I just updated my Phi to the latest MPSS version (3.2.1) and also the OpenCL Runtime (14.1) as well as the SDK (2014 4.4.0).
Since then, every OCL example and code will crash when I let it run on the Phi, the CPU works fine as always.
I tried rebooting and everything I could imagine in my situation but I cannot figure out what is going wrong.

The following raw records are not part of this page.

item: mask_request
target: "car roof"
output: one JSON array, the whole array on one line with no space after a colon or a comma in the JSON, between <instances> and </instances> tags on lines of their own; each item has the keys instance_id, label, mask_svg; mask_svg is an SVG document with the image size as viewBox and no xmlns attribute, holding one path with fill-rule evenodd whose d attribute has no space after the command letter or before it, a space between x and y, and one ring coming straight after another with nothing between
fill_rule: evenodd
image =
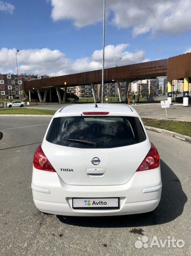
<instances>
[{"instance_id":1,"label":"car roof","mask_svg":"<svg viewBox=\"0 0 191 256\"><path fill-rule=\"evenodd\" d=\"M56 112L54 117L82 115L83 112L109 112L107 116L139 116L135 109L126 104L104 103L97 105L97 108L95 108L95 103L65 105Z\"/></svg>"}]
</instances>

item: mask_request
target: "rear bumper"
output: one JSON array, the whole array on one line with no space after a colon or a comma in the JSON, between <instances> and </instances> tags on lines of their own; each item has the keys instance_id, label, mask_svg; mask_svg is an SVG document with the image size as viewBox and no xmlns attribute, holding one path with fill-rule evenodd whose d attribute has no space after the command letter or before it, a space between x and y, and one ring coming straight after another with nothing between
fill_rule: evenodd
<instances>
[{"instance_id":1,"label":"rear bumper","mask_svg":"<svg viewBox=\"0 0 191 256\"><path fill-rule=\"evenodd\" d=\"M132 214L153 211L160 202L160 168L136 172L126 184L116 186L76 186L64 183L57 173L34 168L33 198L40 211L57 215L104 216ZM119 197L118 209L73 209L73 197Z\"/></svg>"}]
</instances>

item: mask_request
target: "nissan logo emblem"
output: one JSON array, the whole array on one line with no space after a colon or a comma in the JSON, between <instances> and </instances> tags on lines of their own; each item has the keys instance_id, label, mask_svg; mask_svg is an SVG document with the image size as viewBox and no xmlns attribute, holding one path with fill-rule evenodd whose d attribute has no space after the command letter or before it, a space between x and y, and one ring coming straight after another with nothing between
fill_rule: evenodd
<instances>
[{"instance_id":1,"label":"nissan logo emblem","mask_svg":"<svg viewBox=\"0 0 191 256\"><path fill-rule=\"evenodd\" d=\"M94 157L91 162L93 164L94 164L94 165L97 165L99 164L101 161L98 157Z\"/></svg>"}]
</instances>

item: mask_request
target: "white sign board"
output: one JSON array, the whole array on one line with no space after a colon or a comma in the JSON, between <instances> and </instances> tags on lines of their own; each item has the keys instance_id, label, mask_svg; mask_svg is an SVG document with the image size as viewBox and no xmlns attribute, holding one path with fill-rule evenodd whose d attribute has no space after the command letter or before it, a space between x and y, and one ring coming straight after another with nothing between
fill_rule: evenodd
<instances>
[{"instance_id":1,"label":"white sign board","mask_svg":"<svg viewBox=\"0 0 191 256\"><path fill-rule=\"evenodd\" d=\"M168 100L162 100L161 104L161 108L170 108L170 104Z\"/></svg>"}]
</instances>

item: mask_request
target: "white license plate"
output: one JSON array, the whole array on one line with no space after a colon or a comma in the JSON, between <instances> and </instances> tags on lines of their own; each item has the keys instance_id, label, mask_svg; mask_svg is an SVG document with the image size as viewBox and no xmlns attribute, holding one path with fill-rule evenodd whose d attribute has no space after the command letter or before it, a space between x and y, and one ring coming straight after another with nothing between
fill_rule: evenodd
<instances>
[{"instance_id":1,"label":"white license plate","mask_svg":"<svg viewBox=\"0 0 191 256\"><path fill-rule=\"evenodd\" d=\"M73 198L73 208L119 208L119 198Z\"/></svg>"}]
</instances>

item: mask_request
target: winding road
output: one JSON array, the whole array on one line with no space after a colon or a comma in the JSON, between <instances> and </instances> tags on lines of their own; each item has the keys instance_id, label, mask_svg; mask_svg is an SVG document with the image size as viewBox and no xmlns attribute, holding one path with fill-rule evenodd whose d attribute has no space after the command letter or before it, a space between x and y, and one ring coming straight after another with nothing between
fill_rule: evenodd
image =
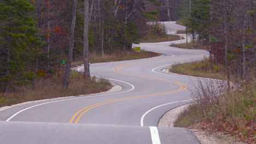
<instances>
[{"instance_id":1,"label":"winding road","mask_svg":"<svg viewBox=\"0 0 256 144\"><path fill-rule=\"evenodd\" d=\"M185 28L174 22L165 23L170 33ZM142 49L162 53L159 57L91 65L92 75L121 86L120 91L46 100L0 111L0 143L200 143L188 129L158 127L166 112L193 101L188 87L197 81L162 70L208 55L170 47L172 43L181 40L140 44Z\"/></svg>"}]
</instances>

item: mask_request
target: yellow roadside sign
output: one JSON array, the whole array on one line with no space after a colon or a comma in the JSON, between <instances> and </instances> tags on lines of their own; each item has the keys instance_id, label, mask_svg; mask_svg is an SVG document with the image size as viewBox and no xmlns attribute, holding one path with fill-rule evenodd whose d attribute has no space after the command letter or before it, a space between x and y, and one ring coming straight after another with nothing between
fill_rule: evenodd
<instances>
[{"instance_id":1,"label":"yellow roadside sign","mask_svg":"<svg viewBox=\"0 0 256 144\"><path fill-rule=\"evenodd\" d=\"M141 52L141 47L135 47L135 52Z\"/></svg>"}]
</instances>

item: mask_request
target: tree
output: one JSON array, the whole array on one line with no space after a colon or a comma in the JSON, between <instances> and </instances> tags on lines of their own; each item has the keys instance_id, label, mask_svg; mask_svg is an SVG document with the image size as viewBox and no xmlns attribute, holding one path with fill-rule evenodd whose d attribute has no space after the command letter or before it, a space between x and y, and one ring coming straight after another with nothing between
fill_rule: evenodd
<instances>
[{"instance_id":1,"label":"tree","mask_svg":"<svg viewBox=\"0 0 256 144\"><path fill-rule=\"evenodd\" d=\"M62 86L64 88L66 88L69 85L69 78L70 74L70 68L71 65L71 62L73 59L73 50L74 48L74 31L75 26L75 17L77 14L77 0L73 1L73 10L72 10L72 20L71 21L71 28L70 34L70 43L69 47L68 49L68 58L67 62L67 66L66 67L65 74L63 80Z\"/></svg>"},{"instance_id":2,"label":"tree","mask_svg":"<svg viewBox=\"0 0 256 144\"><path fill-rule=\"evenodd\" d=\"M90 64L89 62L89 2L88 0L84 0L84 77L86 78L90 77Z\"/></svg>"},{"instance_id":3,"label":"tree","mask_svg":"<svg viewBox=\"0 0 256 144\"><path fill-rule=\"evenodd\" d=\"M8 92L15 83L34 79L34 74L25 69L34 62L34 47L40 39L36 21L28 15L34 7L27 1L4 1L0 7L0 64L4 71L0 74L0 86Z\"/></svg>"}]
</instances>

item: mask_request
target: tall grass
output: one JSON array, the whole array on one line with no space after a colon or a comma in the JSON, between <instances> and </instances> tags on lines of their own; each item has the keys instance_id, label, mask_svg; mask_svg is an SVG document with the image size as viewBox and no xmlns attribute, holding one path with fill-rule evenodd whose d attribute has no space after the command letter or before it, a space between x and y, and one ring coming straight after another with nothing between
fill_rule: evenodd
<instances>
[{"instance_id":1,"label":"tall grass","mask_svg":"<svg viewBox=\"0 0 256 144\"><path fill-rule=\"evenodd\" d=\"M170 72L182 75L222 80L226 79L225 70L225 68L220 65L211 64L208 59L174 64L169 69Z\"/></svg>"},{"instance_id":2,"label":"tall grass","mask_svg":"<svg viewBox=\"0 0 256 144\"><path fill-rule=\"evenodd\" d=\"M185 39L182 37L182 39ZM178 40L181 39L181 37L177 35L167 35L166 37L160 38L157 36L148 37L144 39L139 40L139 43L159 43L169 41Z\"/></svg>"},{"instance_id":3,"label":"tall grass","mask_svg":"<svg viewBox=\"0 0 256 144\"><path fill-rule=\"evenodd\" d=\"M187 49L207 50L207 47L201 42L190 42L185 44L172 44L170 46Z\"/></svg>"},{"instance_id":4,"label":"tall grass","mask_svg":"<svg viewBox=\"0 0 256 144\"><path fill-rule=\"evenodd\" d=\"M5 95L0 95L0 107L28 101L96 93L112 87L111 83L106 80L92 79L89 81L83 78L83 74L72 71L69 86L67 89L63 89L62 77L63 73L61 71L51 79L37 79L34 86L24 86Z\"/></svg>"},{"instance_id":5,"label":"tall grass","mask_svg":"<svg viewBox=\"0 0 256 144\"><path fill-rule=\"evenodd\" d=\"M143 47L142 47L143 49ZM159 56L160 55L155 52L142 50L140 52L132 51L117 51L112 53L106 53L104 56L91 53L90 55L89 61L91 63L108 62L121 61L137 59ZM76 59L71 64L72 67L76 67L83 64L83 59Z\"/></svg>"}]
</instances>

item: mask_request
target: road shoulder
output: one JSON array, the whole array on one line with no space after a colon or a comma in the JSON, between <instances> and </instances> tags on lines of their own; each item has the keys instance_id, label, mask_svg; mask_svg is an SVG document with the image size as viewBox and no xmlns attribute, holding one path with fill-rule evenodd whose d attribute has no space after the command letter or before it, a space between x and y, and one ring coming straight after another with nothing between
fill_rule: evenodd
<instances>
[{"instance_id":1,"label":"road shoulder","mask_svg":"<svg viewBox=\"0 0 256 144\"><path fill-rule=\"evenodd\" d=\"M187 109L189 104L182 105L173 109L165 113L159 120L158 127L173 128L174 122L178 115ZM210 133L202 129L188 129L196 136L201 144L244 144L236 142L234 138L222 133Z\"/></svg>"}]
</instances>

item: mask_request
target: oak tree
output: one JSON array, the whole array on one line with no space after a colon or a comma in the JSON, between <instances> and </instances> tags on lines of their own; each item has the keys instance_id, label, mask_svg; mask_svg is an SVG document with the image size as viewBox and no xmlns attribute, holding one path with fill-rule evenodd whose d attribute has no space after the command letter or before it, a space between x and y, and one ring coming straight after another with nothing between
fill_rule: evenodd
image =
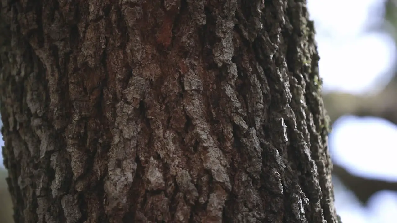
<instances>
[{"instance_id":1,"label":"oak tree","mask_svg":"<svg viewBox=\"0 0 397 223\"><path fill-rule=\"evenodd\" d=\"M304 0L3 0L15 222L338 222Z\"/></svg>"}]
</instances>

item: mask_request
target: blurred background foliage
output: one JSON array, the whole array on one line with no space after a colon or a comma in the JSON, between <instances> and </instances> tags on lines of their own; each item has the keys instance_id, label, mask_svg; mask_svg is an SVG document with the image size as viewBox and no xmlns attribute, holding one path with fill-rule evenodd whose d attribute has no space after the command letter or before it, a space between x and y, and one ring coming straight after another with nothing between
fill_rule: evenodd
<instances>
[{"instance_id":1,"label":"blurred background foliage","mask_svg":"<svg viewBox=\"0 0 397 223\"><path fill-rule=\"evenodd\" d=\"M333 123L330 145L337 211L343 223L395 223L397 0L308 4ZM0 165L0 223L12 222L7 175Z\"/></svg>"}]
</instances>

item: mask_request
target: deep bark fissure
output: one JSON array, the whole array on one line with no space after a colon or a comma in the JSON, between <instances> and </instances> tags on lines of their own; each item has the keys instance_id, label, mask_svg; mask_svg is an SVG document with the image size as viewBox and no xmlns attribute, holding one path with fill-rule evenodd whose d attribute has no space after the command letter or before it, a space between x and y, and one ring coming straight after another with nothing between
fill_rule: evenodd
<instances>
[{"instance_id":1,"label":"deep bark fissure","mask_svg":"<svg viewBox=\"0 0 397 223\"><path fill-rule=\"evenodd\" d=\"M337 222L304 2L52 2L0 5L17 222Z\"/></svg>"}]
</instances>

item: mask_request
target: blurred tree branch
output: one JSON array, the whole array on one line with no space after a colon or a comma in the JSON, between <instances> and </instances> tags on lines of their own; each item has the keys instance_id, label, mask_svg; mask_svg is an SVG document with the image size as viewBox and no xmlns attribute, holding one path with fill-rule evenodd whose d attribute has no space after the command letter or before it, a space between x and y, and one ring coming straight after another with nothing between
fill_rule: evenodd
<instances>
[{"instance_id":1,"label":"blurred tree branch","mask_svg":"<svg viewBox=\"0 0 397 223\"><path fill-rule=\"evenodd\" d=\"M397 125L397 74L381 92L370 95L334 92L323 96L324 104L333 122L347 114L375 116Z\"/></svg>"},{"instance_id":2,"label":"blurred tree branch","mask_svg":"<svg viewBox=\"0 0 397 223\"><path fill-rule=\"evenodd\" d=\"M325 94L323 100L333 122L347 114L383 118L397 125L397 73L379 93L372 95L355 95L342 92ZM364 204L378 191L397 191L397 182L373 179L352 174L344 167L334 164L333 173L353 191Z\"/></svg>"},{"instance_id":3,"label":"blurred tree branch","mask_svg":"<svg viewBox=\"0 0 397 223\"><path fill-rule=\"evenodd\" d=\"M397 182L362 177L350 173L344 168L335 164L333 164L333 173L364 204L378 191L384 190L397 191Z\"/></svg>"}]
</instances>

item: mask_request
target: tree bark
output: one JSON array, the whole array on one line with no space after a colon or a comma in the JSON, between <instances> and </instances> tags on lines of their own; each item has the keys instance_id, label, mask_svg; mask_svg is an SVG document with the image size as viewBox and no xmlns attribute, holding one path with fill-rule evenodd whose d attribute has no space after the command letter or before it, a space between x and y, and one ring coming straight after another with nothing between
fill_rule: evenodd
<instances>
[{"instance_id":1,"label":"tree bark","mask_svg":"<svg viewBox=\"0 0 397 223\"><path fill-rule=\"evenodd\" d=\"M1 2L15 222L337 222L305 1Z\"/></svg>"}]
</instances>

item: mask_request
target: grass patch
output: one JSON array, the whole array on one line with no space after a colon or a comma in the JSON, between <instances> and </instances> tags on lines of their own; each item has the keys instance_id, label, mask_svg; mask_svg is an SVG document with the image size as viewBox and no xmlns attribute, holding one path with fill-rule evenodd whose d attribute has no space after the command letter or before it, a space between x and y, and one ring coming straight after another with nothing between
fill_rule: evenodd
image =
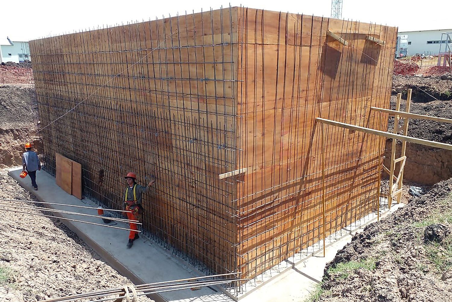
<instances>
[{"instance_id":1,"label":"grass patch","mask_svg":"<svg viewBox=\"0 0 452 302\"><path fill-rule=\"evenodd\" d=\"M322 287L323 285L323 282L315 284L314 290L309 292L311 295L304 300L303 302L317 302L322 296L324 297L329 297L331 294L331 291L325 290Z\"/></svg>"},{"instance_id":2,"label":"grass patch","mask_svg":"<svg viewBox=\"0 0 452 302\"><path fill-rule=\"evenodd\" d=\"M339 275L339 279L346 279L355 270L364 268L369 271L375 269L377 259L373 258L363 259L360 261L352 261L338 263L335 268L328 269L328 273L331 276Z\"/></svg>"},{"instance_id":3,"label":"grass patch","mask_svg":"<svg viewBox=\"0 0 452 302\"><path fill-rule=\"evenodd\" d=\"M452 201L452 194L448 197L439 201L439 206L425 219L413 224L413 226L419 229L419 243L423 241L424 232L428 225L438 224L452 224L452 207L450 204ZM443 273L452 268L452 235L446 237L441 243L431 242L424 244L425 257L439 273Z\"/></svg>"},{"instance_id":4,"label":"grass patch","mask_svg":"<svg viewBox=\"0 0 452 302\"><path fill-rule=\"evenodd\" d=\"M449 235L441 243L432 242L425 246L425 256L440 272L452 268L452 238Z\"/></svg>"},{"instance_id":5,"label":"grass patch","mask_svg":"<svg viewBox=\"0 0 452 302\"><path fill-rule=\"evenodd\" d=\"M8 283L9 279L9 270L8 268L0 266L0 285L2 285Z\"/></svg>"}]
</instances>

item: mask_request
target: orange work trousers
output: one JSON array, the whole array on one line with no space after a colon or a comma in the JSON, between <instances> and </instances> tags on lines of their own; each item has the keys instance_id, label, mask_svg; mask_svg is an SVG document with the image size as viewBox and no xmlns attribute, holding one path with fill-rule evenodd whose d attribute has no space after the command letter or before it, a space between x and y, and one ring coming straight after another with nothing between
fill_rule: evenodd
<instances>
[{"instance_id":1,"label":"orange work trousers","mask_svg":"<svg viewBox=\"0 0 452 302\"><path fill-rule=\"evenodd\" d=\"M127 212L127 219L129 220L138 220L138 218L133 215L133 211L131 210L128 206L126 207L126 210L128 211ZM129 234L129 239L133 239L135 238L135 235L138 233L137 231L137 224L129 223L129 224L130 225L130 233Z\"/></svg>"}]
</instances>

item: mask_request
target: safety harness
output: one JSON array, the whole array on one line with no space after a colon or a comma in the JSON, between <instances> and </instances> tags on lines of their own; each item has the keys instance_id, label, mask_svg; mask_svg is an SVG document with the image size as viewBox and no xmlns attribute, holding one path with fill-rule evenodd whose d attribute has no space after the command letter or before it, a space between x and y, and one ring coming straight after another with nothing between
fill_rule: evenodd
<instances>
[{"instance_id":1,"label":"safety harness","mask_svg":"<svg viewBox=\"0 0 452 302\"><path fill-rule=\"evenodd\" d=\"M128 188L126 188L126 193L124 197L124 203L126 204L126 209L130 211L132 214L137 217L138 215L143 213L143 207L137 202L137 184L133 185L133 200L127 200L127 195Z\"/></svg>"}]
</instances>

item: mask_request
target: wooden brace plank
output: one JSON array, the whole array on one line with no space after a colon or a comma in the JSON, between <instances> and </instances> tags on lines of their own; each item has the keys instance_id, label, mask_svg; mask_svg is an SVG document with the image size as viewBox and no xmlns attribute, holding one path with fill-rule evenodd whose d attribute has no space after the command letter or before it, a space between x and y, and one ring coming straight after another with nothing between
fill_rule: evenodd
<instances>
[{"instance_id":1,"label":"wooden brace plank","mask_svg":"<svg viewBox=\"0 0 452 302\"><path fill-rule=\"evenodd\" d=\"M241 169L235 170L233 171L231 171L230 172L226 172L226 173L223 173L223 174L218 174L218 179L222 179L223 178L226 178L227 177L230 177L237 174L242 174L242 173L245 173L247 170L248 170L248 168L242 168Z\"/></svg>"},{"instance_id":2,"label":"wooden brace plank","mask_svg":"<svg viewBox=\"0 0 452 302\"><path fill-rule=\"evenodd\" d=\"M395 133L390 133L389 132L386 132L385 131L380 131L379 130L375 130L375 129L372 129L371 128L367 128L365 127L356 126L349 124L341 123L340 122L336 122L336 121L331 120L330 120L322 119L320 117L316 118L315 120L320 123L325 123L325 124L327 124L332 126L342 127L342 128L351 129L352 130L355 130L356 131L364 132L365 133L384 136L389 139L400 139L400 140L410 142L410 143L413 143L413 144L419 144L420 145L428 146L429 147L433 147L434 148L440 148L441 149L445 149L446 150L452 150L452 145L449 144L448 144L438 143L437 142L433 142L431 140L423 139L418 139L411 136L405 136L405 135L402 135L399 134L396 134Z\"/></svg>"},{"instance_id":3,"label":"wooden brace plank","mask_svg":"<svg viewBox=\"0 0 452 302\"><path fill-rule=\"evenodd\" d=\"M348 42L347 42L346 41L345 41L345 40L344 40L342 38L337 35L334 33L330 32L329 30L326 32L326 34L328 35L331 37L331 38L332 38L333 39L339 41L339 43L340 43L341 44L343 44L346 46L348 46Z\"/></svg>"},{"instance_id":4,"label":"wooden brace plank","mask_svg":"<svg viewBox=\"0 0 452 302\"><path fill-rule=\"evenodd\" d=\"M397 190L396 191L394 191L394 192L393 192L392 198L393 198L395 196L396 196L399 193L401 193L402 191L403 191L403 188L401 189L399 189L399 190Z\"/></svg>"},{"instance_id":5,"label":"wooden brace plank","mask_svg":"<svg viewBox=\"0 0 452 302\"><path fill-rule=\"evenodd\" d=\"M399 157L398 158L394 159L394 163L398 163L405 159L406 159L406 156L402 156L402 157Z\"/></svg>"},{"instance_id":6,"label":"wooden brace plank","mask_svg":"<svg viewBox=\"0 0 452 302\"><path fill-rule=\"evenodd\" d=\"M377 39L376 38L371 37L370 36L367 36L366 37L366 38L369 41L372 41L372 42L375 42L377 44L379 44L381 45L384 45L386 44L386 42L383 40L380 40L380 39Z\"/></svg>"}]
</instances>

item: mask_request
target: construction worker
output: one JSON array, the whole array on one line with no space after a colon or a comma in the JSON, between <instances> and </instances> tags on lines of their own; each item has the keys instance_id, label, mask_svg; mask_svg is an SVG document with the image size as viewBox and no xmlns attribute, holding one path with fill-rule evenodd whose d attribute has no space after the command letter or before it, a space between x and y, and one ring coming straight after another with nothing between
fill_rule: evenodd
<instances>
[{"instance_id":1,"label":"construction worker","mask_svg":"<svg viewBox=\"0 0 452 302\"><path fill-rule=\"evenodd\" d=\"M33 147L31 143L27 143L25 144L25 152L22 154L23 171L27 170L28 175L31 179L31 184L34 188L35 191L38 191L38 185L36 184L36 171L41 170L41 163L38 158L38 154L31 151Z\"/></svg>"},{"instance_id":2,"label":"construction worker","mask_svg":"<svg viewBox=\"0 0 452 302\"><path fill-rule=\"evenodd\" d=\"M135 173L129 172L124 177L127 182L127 187L124 197L124 210L127 211L127 216L130 220L138 220L140 214L143 212L141 206L141 195L143 193L149 192L151 187L155 181L152 180L147 187L143 187L137 183L137 175ZM123 213L126 216L126 213ZM127 248L130 249L133 245L133 241L139 238L137 230L137 225L130 224L130 233L129 234L129 242L127 243Z\"/></svg>"}]
</instances>

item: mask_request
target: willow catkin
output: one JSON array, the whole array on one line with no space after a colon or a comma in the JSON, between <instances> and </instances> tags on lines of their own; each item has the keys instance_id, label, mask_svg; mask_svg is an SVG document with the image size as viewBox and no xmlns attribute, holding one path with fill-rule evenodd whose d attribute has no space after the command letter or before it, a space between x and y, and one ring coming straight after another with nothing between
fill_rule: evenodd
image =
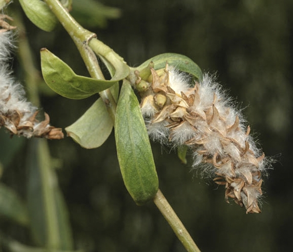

The MonteCarlo Example gives me this output:
Build program options: "-D__DO_FLOAT__ -cl-denorms-are-zero -cl-fast-relaxed-math -cl-single-precision-constant -DNSAMP=262144" *** OPENCL MIC DEVICE HW EXCEPTION ***: Segmentation fault (Address not mapped to object [0xfffffffffffffff8]) BACKTRACE: /tmp/coi_procs/1/4991/mic_server[0x407132] /lib64/libpthread.so.0(+0xf4d0)[0x7f588b47d4d0] /tmp/coi_procs/1/4991/mic_server[0x41e8dd] /tmp/coi_procs/1/4991/mic_server[0x4223b8] /tmp/coi_procs/1/4991/mic_server[0x41fced] /tmp/coi_procs/1/4991/mic_server[0x41e59d] /tmp/coi_procs/1/4991/mic_server[0x41672d] /tmp/coi_procs/1/4991/mic_server(copy_program_to_device+0x21)[0x4165f1] /usr/lib64/libcoi_device.so.0(+0x31ef0)[0x7f588bd2bef0] /usr/lib64/libcoi_device.so.0(+0x322c3)[0x7f588bd2c2c3] /usr/lib64/libcoi_device.so.0(+0x326d9)[0x7f588bd2c6d9] /lib64/libpthread.so.0(+0x7bce)[0x7f588b475bce] /lib64/libc.so.6(clone+0x6d)[0x7f588a89d1cd] ****************** terminate called after throwing an instance of 'std::runtime_error' what(): Segmentation fault Segmentation fault
System status for the Phi seems ok:
MicCheck 3.2.1-r1 Copyright 2013 Intel Corporation All Rights Reserved Executing default tests for host Test 0: Check number of devices the OS sees in the system ... pass Test 1: Check mic driver is loaded ... pass Test 2: Check number of devices driver sees in the system ... pass Test 3: Check mpssd daemon is running ... pass Executing default tests for device: 0 Test 4 (mic0): Check device is in online state and its postcode is FF ... pass Test 5 (mic0): Check ras daemon is available in device ... pass Test 6 (mic0): Check running flash version is correct ... pass Status: OK
MicInfo Utility Log Copyright 2011-2013 Intel Corporation All Rights Reserved. Created Fri May 23 16:13:38 2014 System Info HOST OS : Linux OS Version : 3.0.13-0.27-default Driver Version : 3.2.1-1 MPSS Version : 3.2.1 Host Physical Memory : 264519 MB Device No: 0, Device Name: mic0 Version Flash Version : 2.1.02.0390 SMC Firmware Version : 1.16.5078 SMC Boot Loader Version : 1.7.4172 uOS Version : 220.127.116.11+mpss3.2.1 Device Serial Number : ADKC25104125 Board Vendor ID : 0x8086 Device ID : 0x2250 Subsystem ID : 0x2500 Coprocessor Stepping ID : 3 PCIe Width : x16 PCIe Speed : 5 GT/s PCIe Max payload size : 256 bytes PCIe Max read req size : 512 bytes Coprocessor Model : 0x01 Coprocessor Model Ext : 0x00 Coprocessor Type : 0x00 Coprocessor Family : 0x0b Coprocessor Family Ext : 0x00 Coprocessor Stepping : B1 Board SKU : B1PRQ-5110P/5120D ECC Mode : Enabled SMC HW Revision : Product 225W Passive CS Cores Total No of Active Cores : 60 Voltage : 1032000 uV Frequency : 1052631 kHz Thermal Fan Speed Control : N/A Fan RPM : N/A Fan PWM : N/A Die Temp : 45 C GDDR GDDR Vendor : Elpida GDDR Version : 0x1 GDDR Density : 2048 Mb GDDR Size : 7936 MB GDDR Technology : GDDR5 GDDR Speed : 5.000000 GT/s GDDR Frequency : 2500000 kHz GDDR Voltage : 1501000 uV
Any advice would be greatly appreciated!
This error message basically says that your application has crashed. This can be caused by many reasons and it's hard to suggest something without looking into the code.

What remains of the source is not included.